I bought what I thought was a ridgid 141 for what I thought was a good price the last time I did a large diameter gas job... well it wasn't a 141 its a 4-p, no biggie. Well I sold a job for some 3" chilled water work at a bottle factory and I needed to use my new toy. 

I had initially thought I could run this with a hole hawg, but I quickly realized that wasn't happening. I don't own a 700 or a 300... but I own a 535! 

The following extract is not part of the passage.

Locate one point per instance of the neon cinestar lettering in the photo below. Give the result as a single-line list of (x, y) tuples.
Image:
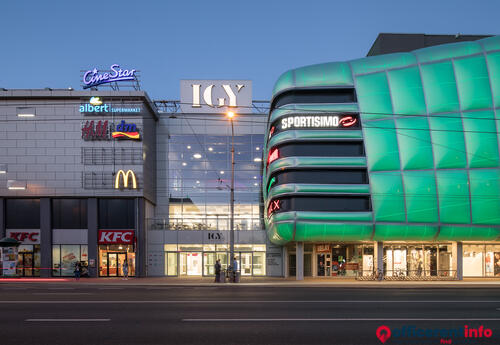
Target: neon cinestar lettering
[(93, 78)]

I whipped up this rattle trap so I could thread it myself without paying my weekend guy to assist at too much per hour. I cut the 8 required threads tonight after one final modification.. amazing the torque this thing generates... 

watch the vid

http://youtu.be/5rm8vc2rrog


----------



## wyrickmech (Mar 16, 2013)

Nice job on that old piece would have been faster to weld it though.


----------



## ILPlumber (Jun 17, 2008)

I like it. Making stuff is a lot of fun. Good job!


----------



## gilbertjeffrey (Mar 6, 2011)

faster to weld it? perhaps. Alas I'm not certified to weld pipe. Plus, finding fittings on this island can be a chore sometimes. I had to go to 5 different supply houses to get 2 black 45, 2 90 and 2 unions.. Existing installation is threaded so one I woulda been cutting at least 2 threads anyway.


----------



## Tommy plumber (Feb 19, 2010)

Nice job fabricating that set-up. I just bought a Ridgid 535 (used). Didn't realize how heavy it is. I can schlep the 300 around by myself, but the 535 is heavy. I went to pick it up (alone) and could barely get it onto my vehicle......:laughing:


----------



## gilbertjeffrey (Mar 6, 2011)

ya, the 535 is a bear. I made a stand that matched the height of the tailgate of the truck I was running out of at the time. I can get it to and from the job site myself if I have too, but prefer if I have help. Does what it its supposed to tho, and the price was right!


----------